More than 40 years after becoming law, the Endangered Species Act (ESA) has become almost unworkable for state and local officials in the West and needs to be reformed, former Wyoming Governor Dave Freudenthal (D) told a U.S. Senate hearing today.
Signed into law in 1973, the ESA was intended to protect, and allow the recovery of, animal and plant populations that are at risk of extinction because of changes in habitats. The implementation of the law, however, has proved challenging for many of the Western states where the species are found.
“Over time, the mix of regulations, court decisions, policy guidance and individual agency actions by Presidential administrations of different but still well intentioned views have created a nearly unworkable system,” Freudenthal said in written testimony to the Senate Environment and Public Works (EPW) Committee. Freudenthal served two terms as Wyoming’s governor, from 2003 to 2011, and was the U.S. attorney for Wyoming under President Bill Clinton (D).
Recommending higher, science-driven thresholds for ESA listings, he pressed for reforms to the current ESA program because “the logical results of the exercise of such federal power impacts the personal and property rights of so many other people.”
During Freudenthal’s tenure as governor, protecting the sage grouse in particular was a priority for Wyoming, where 40 percent of the bird’s population resides. For over a decade, while the federal government reviewed petitions to list the species under the ESA, Wyoming and other states moved ahead with region-specific plans to protect the bird.
Wyoming’s plan, Freudenthal explained, successfully protected most of the sage grouse population and nearly 15 million acres of habitat. For that reason, federal agencies borrowed from Wyoming’s efforts when it developed additional regulatory protections for the bird.
But when “discussions moved from the States and the federal field offices to Washington, DC,” the former governor said, the sage grouse management strategy “morphed into an effort to save every bird, every blade of grass and generally preserve the ‘Sagebrush Ecosystem,’’’ a requirement “which is not in the ESA.”

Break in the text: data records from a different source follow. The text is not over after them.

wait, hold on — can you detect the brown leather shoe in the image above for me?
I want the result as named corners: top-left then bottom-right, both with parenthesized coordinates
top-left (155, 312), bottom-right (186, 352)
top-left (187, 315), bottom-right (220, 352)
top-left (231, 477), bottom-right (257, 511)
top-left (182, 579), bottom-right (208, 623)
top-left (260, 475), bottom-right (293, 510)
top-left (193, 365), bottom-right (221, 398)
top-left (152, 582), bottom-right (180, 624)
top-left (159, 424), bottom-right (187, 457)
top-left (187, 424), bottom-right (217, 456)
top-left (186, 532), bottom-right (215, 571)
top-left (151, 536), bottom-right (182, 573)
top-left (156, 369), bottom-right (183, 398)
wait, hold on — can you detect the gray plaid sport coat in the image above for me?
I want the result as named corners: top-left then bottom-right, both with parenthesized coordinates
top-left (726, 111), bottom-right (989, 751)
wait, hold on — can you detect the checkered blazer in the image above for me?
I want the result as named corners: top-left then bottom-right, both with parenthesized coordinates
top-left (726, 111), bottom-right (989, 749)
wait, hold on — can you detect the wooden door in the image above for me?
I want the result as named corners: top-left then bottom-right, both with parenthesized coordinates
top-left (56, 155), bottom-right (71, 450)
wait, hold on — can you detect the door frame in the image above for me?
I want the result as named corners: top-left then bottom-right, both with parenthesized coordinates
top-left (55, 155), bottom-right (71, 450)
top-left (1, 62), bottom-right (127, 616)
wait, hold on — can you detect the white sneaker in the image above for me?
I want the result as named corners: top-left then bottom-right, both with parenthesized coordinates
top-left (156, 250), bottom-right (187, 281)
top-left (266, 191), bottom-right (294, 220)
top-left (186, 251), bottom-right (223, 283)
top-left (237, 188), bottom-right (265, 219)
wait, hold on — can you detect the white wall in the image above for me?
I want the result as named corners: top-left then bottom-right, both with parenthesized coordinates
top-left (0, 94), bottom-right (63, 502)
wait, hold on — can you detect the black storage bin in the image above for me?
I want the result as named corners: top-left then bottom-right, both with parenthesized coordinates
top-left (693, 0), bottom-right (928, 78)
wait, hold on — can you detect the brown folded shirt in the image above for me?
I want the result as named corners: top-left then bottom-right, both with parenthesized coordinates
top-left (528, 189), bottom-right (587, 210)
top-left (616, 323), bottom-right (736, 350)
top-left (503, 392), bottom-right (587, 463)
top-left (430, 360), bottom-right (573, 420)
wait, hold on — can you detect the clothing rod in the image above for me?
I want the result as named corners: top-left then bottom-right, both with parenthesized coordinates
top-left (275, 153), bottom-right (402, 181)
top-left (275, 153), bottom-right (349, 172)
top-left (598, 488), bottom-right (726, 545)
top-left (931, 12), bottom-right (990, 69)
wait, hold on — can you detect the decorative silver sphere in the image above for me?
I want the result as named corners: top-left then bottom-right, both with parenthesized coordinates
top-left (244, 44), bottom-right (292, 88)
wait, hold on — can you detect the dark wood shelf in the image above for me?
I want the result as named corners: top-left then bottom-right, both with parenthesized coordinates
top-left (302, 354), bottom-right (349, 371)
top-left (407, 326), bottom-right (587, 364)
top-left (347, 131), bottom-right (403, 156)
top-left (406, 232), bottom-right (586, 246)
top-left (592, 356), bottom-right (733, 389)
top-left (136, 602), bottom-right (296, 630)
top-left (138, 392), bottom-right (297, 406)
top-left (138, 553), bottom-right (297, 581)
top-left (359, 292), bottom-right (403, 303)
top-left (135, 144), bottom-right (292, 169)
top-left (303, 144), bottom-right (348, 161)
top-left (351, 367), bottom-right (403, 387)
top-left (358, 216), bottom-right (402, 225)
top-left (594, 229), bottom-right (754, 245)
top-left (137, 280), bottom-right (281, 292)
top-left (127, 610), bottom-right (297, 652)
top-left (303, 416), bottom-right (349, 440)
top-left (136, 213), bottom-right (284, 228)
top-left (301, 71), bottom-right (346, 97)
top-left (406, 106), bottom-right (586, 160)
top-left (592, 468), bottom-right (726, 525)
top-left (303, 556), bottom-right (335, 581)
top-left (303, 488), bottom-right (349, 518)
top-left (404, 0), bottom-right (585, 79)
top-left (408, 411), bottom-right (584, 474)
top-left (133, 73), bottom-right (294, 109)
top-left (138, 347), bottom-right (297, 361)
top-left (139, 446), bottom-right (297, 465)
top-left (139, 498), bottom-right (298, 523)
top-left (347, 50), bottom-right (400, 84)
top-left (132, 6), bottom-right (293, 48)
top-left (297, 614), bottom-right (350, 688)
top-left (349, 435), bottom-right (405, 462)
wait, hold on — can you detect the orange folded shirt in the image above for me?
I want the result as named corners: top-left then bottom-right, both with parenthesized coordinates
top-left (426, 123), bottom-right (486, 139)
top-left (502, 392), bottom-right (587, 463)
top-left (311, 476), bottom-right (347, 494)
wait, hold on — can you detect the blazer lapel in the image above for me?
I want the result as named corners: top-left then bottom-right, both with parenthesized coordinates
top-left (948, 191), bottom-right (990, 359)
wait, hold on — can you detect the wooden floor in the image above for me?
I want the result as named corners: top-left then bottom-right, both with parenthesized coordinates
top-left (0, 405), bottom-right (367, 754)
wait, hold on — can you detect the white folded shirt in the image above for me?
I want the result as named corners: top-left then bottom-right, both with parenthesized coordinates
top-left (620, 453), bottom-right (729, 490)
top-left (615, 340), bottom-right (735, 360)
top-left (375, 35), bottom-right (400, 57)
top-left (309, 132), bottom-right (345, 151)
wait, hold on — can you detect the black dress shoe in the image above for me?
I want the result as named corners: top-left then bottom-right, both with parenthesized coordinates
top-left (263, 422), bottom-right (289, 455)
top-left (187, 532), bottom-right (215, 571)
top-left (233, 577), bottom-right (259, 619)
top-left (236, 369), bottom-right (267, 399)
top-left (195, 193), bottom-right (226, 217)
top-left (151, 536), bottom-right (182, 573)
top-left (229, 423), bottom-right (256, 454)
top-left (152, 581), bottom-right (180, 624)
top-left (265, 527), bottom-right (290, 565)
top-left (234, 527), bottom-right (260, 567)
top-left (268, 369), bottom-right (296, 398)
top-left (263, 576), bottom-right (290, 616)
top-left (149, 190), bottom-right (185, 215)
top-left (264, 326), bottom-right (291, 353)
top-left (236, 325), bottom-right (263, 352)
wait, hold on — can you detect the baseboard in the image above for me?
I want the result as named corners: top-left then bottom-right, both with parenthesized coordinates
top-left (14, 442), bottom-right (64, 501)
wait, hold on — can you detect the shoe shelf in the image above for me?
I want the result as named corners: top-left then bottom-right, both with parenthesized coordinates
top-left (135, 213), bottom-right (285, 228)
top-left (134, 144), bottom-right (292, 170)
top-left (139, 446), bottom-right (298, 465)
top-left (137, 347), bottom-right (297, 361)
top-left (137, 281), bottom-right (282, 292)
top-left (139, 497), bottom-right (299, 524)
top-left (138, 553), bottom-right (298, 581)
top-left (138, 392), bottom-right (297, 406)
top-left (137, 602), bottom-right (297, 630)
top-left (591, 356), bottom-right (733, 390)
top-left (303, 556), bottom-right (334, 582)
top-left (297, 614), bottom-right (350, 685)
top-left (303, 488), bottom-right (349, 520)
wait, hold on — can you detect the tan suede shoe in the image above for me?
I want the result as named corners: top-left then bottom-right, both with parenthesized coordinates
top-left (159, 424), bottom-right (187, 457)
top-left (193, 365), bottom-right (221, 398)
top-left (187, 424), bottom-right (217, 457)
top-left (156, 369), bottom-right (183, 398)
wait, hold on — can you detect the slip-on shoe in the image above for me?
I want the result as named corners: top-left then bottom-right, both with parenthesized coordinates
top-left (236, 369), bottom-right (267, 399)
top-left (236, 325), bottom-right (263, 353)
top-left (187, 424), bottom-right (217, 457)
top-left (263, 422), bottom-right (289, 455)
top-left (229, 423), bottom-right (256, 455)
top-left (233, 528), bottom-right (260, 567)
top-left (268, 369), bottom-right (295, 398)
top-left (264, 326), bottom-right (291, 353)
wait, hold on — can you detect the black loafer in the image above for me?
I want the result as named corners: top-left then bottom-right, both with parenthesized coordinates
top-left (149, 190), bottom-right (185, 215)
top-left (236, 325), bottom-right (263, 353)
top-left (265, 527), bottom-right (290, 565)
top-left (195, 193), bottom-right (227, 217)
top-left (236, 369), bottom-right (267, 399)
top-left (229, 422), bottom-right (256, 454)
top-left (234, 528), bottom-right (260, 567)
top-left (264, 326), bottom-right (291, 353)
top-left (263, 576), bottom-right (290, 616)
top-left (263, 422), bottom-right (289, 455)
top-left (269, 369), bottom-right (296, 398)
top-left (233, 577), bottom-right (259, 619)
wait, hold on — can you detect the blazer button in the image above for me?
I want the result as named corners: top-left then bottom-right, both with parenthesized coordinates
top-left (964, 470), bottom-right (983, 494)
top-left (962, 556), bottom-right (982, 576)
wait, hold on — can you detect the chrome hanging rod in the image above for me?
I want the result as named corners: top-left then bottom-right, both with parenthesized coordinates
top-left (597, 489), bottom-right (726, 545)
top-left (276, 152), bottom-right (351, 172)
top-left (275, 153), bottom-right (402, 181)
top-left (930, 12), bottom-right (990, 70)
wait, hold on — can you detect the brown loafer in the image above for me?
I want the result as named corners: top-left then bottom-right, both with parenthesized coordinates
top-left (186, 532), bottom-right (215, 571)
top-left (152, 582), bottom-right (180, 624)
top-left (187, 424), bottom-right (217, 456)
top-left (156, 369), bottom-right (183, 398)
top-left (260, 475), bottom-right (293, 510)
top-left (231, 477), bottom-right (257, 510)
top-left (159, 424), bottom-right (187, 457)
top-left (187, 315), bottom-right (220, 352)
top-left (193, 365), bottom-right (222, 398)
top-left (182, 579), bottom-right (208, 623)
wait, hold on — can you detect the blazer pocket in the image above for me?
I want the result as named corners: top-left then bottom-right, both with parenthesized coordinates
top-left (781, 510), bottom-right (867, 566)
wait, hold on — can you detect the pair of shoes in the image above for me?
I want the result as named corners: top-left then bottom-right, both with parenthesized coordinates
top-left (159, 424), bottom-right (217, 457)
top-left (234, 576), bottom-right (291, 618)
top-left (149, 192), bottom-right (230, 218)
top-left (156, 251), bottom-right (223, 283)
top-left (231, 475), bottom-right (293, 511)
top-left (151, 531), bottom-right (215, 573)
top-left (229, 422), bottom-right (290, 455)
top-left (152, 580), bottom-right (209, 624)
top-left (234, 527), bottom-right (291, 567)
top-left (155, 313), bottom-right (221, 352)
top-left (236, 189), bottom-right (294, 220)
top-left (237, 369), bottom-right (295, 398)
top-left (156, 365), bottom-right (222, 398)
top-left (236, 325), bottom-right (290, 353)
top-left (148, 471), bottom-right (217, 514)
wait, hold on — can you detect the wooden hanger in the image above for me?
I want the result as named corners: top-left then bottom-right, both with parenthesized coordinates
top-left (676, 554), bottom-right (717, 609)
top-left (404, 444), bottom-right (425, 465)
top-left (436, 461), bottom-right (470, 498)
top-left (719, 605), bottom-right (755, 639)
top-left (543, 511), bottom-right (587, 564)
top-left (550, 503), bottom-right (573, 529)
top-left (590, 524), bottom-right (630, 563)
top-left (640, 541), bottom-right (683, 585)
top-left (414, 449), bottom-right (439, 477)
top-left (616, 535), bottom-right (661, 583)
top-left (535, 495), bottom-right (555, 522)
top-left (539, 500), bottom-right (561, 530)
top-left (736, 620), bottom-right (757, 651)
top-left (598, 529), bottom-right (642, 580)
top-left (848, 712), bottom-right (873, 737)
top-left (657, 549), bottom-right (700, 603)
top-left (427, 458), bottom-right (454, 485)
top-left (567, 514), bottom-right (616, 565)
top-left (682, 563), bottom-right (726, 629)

In the hands of federal agencies, the ESA “matured” into a “full blown, unfunded federal mandate,” Freudenthal wrote. “Our federal government simply ‘helicopters in’ with ESA requirements,” he said, but states end up bearing the burden of compliance.
“States are compelled to respond to listing petitions, species management directives, creation of adequate state regulatory mechanism, information requests, data and analysis disputes and meeting, after meeting, after meeting, etc.,” he explained. “State recreation agencies and game and fish departments are stretched to the breaking point by the costs of managing fish, wildlife and recreation resources.”
At the hearing, Senate EPW Chairman John Barrasso (R-Wyo.) credited Western states for “collaborating tirelessly with stakeholders” to protect the species in their regions, but he underscored that the ESA is “not working today.”
“States, counties, wildlife managers, home builders, construction companies, farmers, ranchers, and other stakeholders are all making it clear that the Endangered Species Act is not working today,” Barrasso said.
Today’s hearing comes after U.S. Sen. Jim Risch (R-Idaho) introduced new legislation to allow states, rather than federal agencies, to implement their own conservation and management plans for protecting greater sage-grouse populations and their habitat.
“If the federal government shares our concerns and goals,” said Sen. Risch in a statement, “it will allow the states to implement their own plans to protect the sage-grouse while at the same time meeting their individual community’s needs.”
The Greater Sage-Grouse Protection and Recovery Act of 2017, introduced on Feb. 1, was co-sponsored by U.S. Sens. Mike Crapo (R-Idaho), Dean Heller (R-Nev.), Orrin Hatch (R-Utah), Mike Lee (R-Utah) and Steve Daines (R-Mont.).